L’ambiance était solennelle sur le tarmac de l’aéroport de Port-au-Prince. Le Représentant spécial de la FSG a officiellement pris ses fonctions en Haïti. Il est accompagné de la Sous-Secrétaire générale des Nations unies, Daniela Kroslak. Ce tandem de haut niveau aura la lourde tâche de coordonner une force appelée à monter en puissance pour atteindre 5 500 soldats et policiers d’ici octobre 2026.
Pour marquer le lancement des opérations, une équipe d’avant-garde des forces armées tchadiennes a également débarqué. Ces troupes constituent les premiers éléments d’un déploiement international plus large, impliquant plusieurs pays d’Afrique, d’Asie et des Caraïbes. Leur mission est clairement définie : mener des opérations de renseignement contre les gangs et sécuriser les axes routiers nationaux, véritables poumons économiques du pays aujourd’hui fortement perturbés.
Soutenue par la résolution 2793 de l’ONU, la FSG entend agir en appui direct aux forces nationales. Elle interviendra aux côtés de la PNH et des FAD’H dans le cadre d’une stratégie coordonnée de lutte contre l’insécurité.

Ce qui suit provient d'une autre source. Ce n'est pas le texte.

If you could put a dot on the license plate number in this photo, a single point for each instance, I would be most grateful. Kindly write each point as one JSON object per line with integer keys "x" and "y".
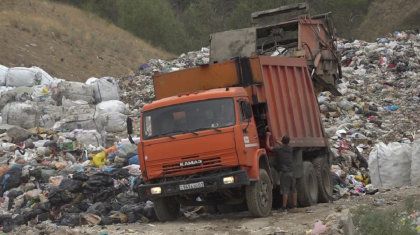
{"x": 191, "y": 186}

Les États-Unis, par la voix de leur ambassade en Haïti, ont rapidement salué cette initiative, qualifiant les groupes armés de « gangs terroristes » et réaffirmant leur soutien à cette dynamique de stabilisation. L’objectif affiché est de restaurer l’autorité de l’État tout en garantissant le respect des droits humains.